– Прости меня за дерзость, дядюшка, – почти искренне произнес младший Гамба, виновато опуская голову. Неосознанным, полным задумчивости жестом задвинул стул на положенное место. Коротко шагнул вперед. – Я всегда любил и искренне уважал тебя, ты хорошо знаешь это. Как знал и мой отец, завидовавший нашей близости…
Витторио приблизился еще немного, протягивая Раймундо руку. Крепкую руку молодого бойца, обезображенную напалстером и оттого укутанную в великолепнейшую тончайшую кожу алых перчаток.
– Именно ты открыл мне глаза, указал верную дорогу. – Мужчина в красном деловом костюме пожал плечами с видом одумавшегося задиры. – Спорить с тобой глупо и совсем не делает мне чести. Прошу прощения…
Девять стульев, разделявших родственников, остались в прошлом. Теперь их разделяло лишь шесть. Затем пять. Покачивая головой, Витторио Гамба тяжело вздохнул и развел руки.
– Я сделаю все, как ты велишь, дядюшка Раймундо.
Когда мальчишка приблизился еще на два стула, глава совета директоров корпорации «Gruppo Aggiornamento» неторопливо отложил бразильскую сигару на специальную подложку. А затем опустил правую руку в выдвинутый ящик стола.
Его толстые пальцы, которые многие сравнивали с сардельками, а немногие несчастные – со щупальцами осьминога, – сомкнулись на рукоятке пистолета. Не новомодного «дыродела», какими завален рынок – на дорогом антикварном «кольте-1911» с позолотой на рукояти из слоновой кости. Как обычно, пистолет был взведен и снят с предохранителя.
– Стой, где стоишь, мой мальчик, – негромко и как можно мягче попросил Раймундо, заметив, как дернулась бровь племянника, не скрытая сверкающим фарфором. – Я принимаю твою благодарность и извинения. Но больше не делай ни шага. У меня тяжелая форма новой разновидности гриппа, знаешь ли.
Он даже позволил себе чуть заметно кашлянуть, а вот от улыбки сдержался. Пистолет в его огромной ладони казался крохотным и живым, пульсируя в предвкушении возможной схватки.
– Что?.. – пробормотал Витторио, словно не поверив ушам.
– Я просто забочусь о твоем здоровье, глупый мальчишка. – Могучий верхолаз, которому уже не первый год пророчили скорую смерть от неуемного чревоугодия и сердечных хворей, ласково улыбнулся племяннику. – А теперь ступай. Еще раз спасибо, что уважил старика визитом. Возвращайся к защите корпоративных интересов. Когда я снова увижу твое рвение, бонусы будут возвращены. Обещаю…

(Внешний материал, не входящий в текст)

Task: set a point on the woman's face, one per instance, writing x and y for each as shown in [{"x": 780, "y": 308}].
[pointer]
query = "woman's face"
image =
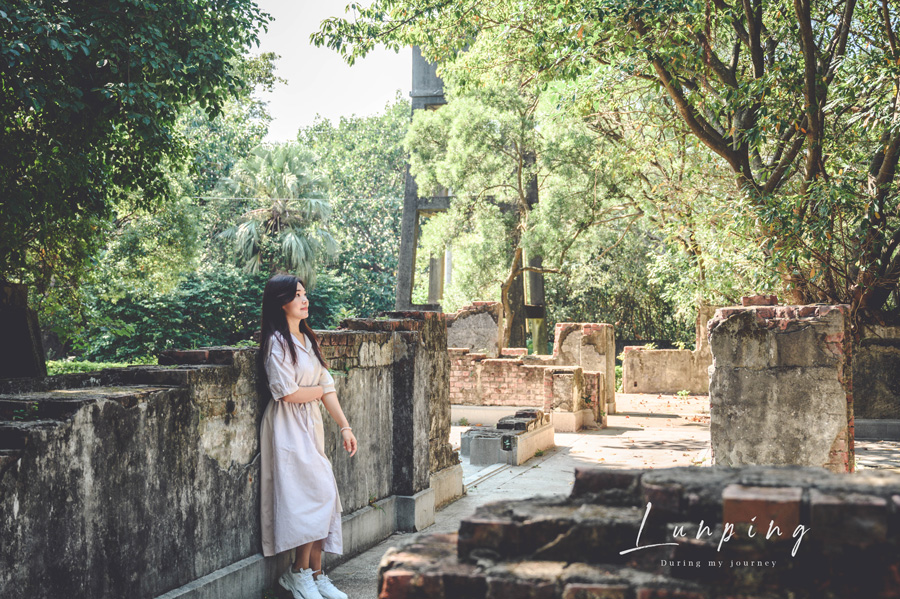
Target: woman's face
[{"x": 298, "y": 308}]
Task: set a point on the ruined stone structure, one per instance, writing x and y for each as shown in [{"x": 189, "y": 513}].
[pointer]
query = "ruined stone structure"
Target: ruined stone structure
[
  {"x": 670, "y": 370},
  {"x": 427, "y": 94},
  {"x": 143, "y": 482},
  {"x": 781, "y": 390},
  {"x": 576, "y": 384},
  {"x": 829, "y": 537},
  {"x": 475, "y": 327}
]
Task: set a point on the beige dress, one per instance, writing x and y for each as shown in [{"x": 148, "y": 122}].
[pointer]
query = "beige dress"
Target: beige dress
[{"x": 299, "y": 499}]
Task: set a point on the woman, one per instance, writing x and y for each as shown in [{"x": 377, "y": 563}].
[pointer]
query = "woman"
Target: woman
[{"x": 300, "y": 507}]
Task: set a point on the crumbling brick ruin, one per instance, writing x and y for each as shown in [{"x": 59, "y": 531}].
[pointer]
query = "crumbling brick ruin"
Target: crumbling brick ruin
[
  {"x": 475, "y": 328},
  {"x": 799, "y": 532},
  {"x": 670, "y": 370},
  {"x": 143, "y": 481},
  {"x": 576, "y": 384}
]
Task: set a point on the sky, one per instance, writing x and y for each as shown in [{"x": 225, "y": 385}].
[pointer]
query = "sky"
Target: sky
[{"x": 318, "y": 80}]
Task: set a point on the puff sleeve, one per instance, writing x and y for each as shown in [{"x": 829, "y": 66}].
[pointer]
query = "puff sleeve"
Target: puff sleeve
[
  {"x": 326, "y": 381},
  {"x": 279, "y": 369}
]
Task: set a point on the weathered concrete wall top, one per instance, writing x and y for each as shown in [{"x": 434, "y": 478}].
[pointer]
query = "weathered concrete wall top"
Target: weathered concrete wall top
[
  {"x": 781, "y": 387},
  {"x": 475, "y": 327}
]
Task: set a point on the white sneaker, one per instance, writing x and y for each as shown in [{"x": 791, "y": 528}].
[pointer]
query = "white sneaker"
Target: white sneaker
[
  {"x": 300, "y": 584},
  {"x": 328, "y": 590}
]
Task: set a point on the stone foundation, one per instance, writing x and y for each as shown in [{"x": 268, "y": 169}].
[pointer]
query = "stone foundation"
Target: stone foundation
[
  {"x": 143, "y": 481},
  {"x": 781, "y": 389},
  {"x": 831, "y": 537}
]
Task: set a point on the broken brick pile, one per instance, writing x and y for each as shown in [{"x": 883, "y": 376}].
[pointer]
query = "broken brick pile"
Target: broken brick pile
[{"x": 685, "y": 533}]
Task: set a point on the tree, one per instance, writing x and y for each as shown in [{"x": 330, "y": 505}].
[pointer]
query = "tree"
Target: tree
[
  {"x": 797, "y": 99},
  {"x": 91, "y": 92},
  {"x": 365, "y": 164},
  {"x": 285, "y": 226},
  {"x": 152, "y": 249}
]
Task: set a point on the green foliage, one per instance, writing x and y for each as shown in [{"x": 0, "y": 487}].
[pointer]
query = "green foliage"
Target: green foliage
[
  {"x": 79, "y": 366},
  {"x": 364, "y": 161},
  {"x": 284, "y": 227},
  {"x": 216, "y": 305},
  {"x": 90, "y": 97},
  {"x": 796, "y": 102}
]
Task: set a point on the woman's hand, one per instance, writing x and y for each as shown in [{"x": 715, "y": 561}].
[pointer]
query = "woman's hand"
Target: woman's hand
[{"x": 349, "y": 440}]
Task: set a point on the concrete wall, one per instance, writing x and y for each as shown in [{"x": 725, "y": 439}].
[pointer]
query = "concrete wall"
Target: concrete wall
[
  {"x": 572, "y": 396},
  {"x": 670, "y": 370},
  {"x": 876, "y": 364},
  {"x": 591, "y": 346},
  {"x": 781, "y": 387},
  {"x": 141, "y": 481},
  {"x": 475, "y": 327}
]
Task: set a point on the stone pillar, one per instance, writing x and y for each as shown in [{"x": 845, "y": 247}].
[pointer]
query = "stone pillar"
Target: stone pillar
[
  {"x": 781, "y": 386},
  {"x": 591, "y": 346}
]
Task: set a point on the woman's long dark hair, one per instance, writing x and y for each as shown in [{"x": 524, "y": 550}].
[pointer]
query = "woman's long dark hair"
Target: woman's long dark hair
[{"x": 280, "y": 290}]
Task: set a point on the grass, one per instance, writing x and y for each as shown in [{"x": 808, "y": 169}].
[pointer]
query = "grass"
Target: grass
[{"x": 77, "y": 366}]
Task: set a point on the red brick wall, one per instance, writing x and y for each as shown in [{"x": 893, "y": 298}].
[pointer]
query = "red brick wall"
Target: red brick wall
[{"x": 476, "y": 379}]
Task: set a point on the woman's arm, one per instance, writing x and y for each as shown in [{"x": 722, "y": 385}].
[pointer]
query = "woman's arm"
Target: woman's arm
[
  {"x": 304, "y": 395},
  {"x": 334, "y": 408}
]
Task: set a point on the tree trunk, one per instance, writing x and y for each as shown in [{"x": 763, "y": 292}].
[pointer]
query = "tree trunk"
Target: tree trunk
[
  {"x": 511, "y": 332},
  {"x": 21, "y": 352}
]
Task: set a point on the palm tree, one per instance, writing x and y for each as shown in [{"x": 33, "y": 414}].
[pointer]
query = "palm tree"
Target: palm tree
[{"x": 287, "y": 226}]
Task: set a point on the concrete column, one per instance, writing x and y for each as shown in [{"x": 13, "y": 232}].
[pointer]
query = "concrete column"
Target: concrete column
[{"x": 781, "y": 390}]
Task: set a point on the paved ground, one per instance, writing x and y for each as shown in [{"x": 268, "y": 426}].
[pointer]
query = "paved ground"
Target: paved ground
[{"x": 648, "y": 432}]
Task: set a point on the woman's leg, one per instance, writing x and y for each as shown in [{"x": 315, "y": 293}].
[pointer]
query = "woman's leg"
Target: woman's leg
[
  {"x": 303, "y": 555},
  {"x": 315, "y": 557}
]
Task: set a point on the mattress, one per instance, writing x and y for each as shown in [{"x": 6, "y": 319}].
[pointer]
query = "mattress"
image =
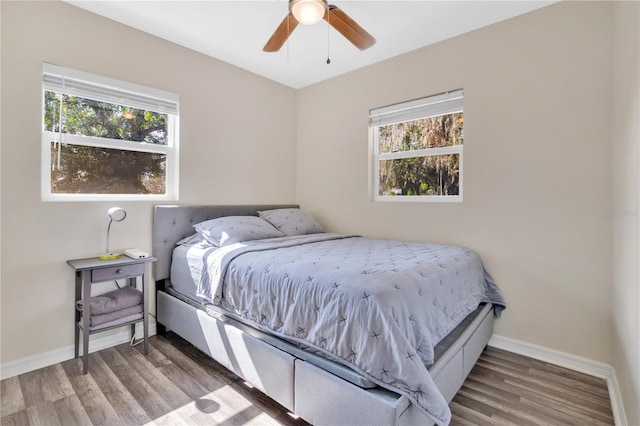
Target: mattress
[{"x": 385, "y": 270}]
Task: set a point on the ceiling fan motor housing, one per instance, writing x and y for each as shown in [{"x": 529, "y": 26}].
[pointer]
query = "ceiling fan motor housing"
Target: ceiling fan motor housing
[{"x": 308, "y": 12}]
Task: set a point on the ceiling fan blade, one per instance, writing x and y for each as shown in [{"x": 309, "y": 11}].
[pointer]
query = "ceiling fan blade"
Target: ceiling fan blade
[
  {"x": 349, "y": 28},
  {"x": 281, "y": 34}
]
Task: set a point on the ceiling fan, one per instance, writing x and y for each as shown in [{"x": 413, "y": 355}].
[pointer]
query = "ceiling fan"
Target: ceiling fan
[{"x": 309, "y": 12}]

Теперь к окаменевшим плечам родственника добавилась напряженная поясница, будто вспыльчивого мальчишку затянули в тугой корсет.
– Всего доброго, дядюшка, – предельно вежливо, но все же сквозь зубы произнес он, разворачиваясь на каблуках. – Спасибо за новый урок…
Звонко выстукивая по кабинетному паркету – настоящий дуб, конец XX века, – Витторио Гамба, любимейший из родственников Раймундо и самый перспективный из руководителей его корпорации, вышел за дверь, аккуратно притворив створки.
Проводив его взглядом и дождавшись, пока щелкнет задвижка, старик отпустил рукоять старинного пистолета. Чуть задвинул ящик стола, оставив щель, в которую способна проскользнуть ладонь, причем даже его немалых размеров. Сунул в мясистые губы тлеющую сигару, сделал несколько глубоких затяжек. Активировал встроенные в столешницу сенсорные экраны, которые пришлось погасить в момент визита.
Руководство корпорацией требовало внимания.
Постоянного внимания. Неусыпного, настороженного, словно у охотящейся рыси. А еще – таланта принимать решения, мгновенно просчитав последствия. И умения идти на риск. Переступать через трупы врагов. Разоблачать предателей. Срывать покушения. Предвидеть взлеты и падения рынков. Действовать на опережение и никогда не спать.
Всю свою жизнь Раймундо Гамба до колик в животе смеялся над теми, кто считал жизнь верхолазов легкой и безмятежной. И люто ненавидел нищебродов за лживые стереотипы, дешевую мифологию масс и искаженные завистью взгляды.
Как смеют они, презренные черви цивилизации, ничтожный плебс, считать, что богатство и власть даются легко?! Как могут полагать, что полученные от родителей богатства так просто удержать, преумножить и не растранжирить? С чего берут, что управление многотонной машиной корпорации дается легче, чем ежедневная работа офисного клерка?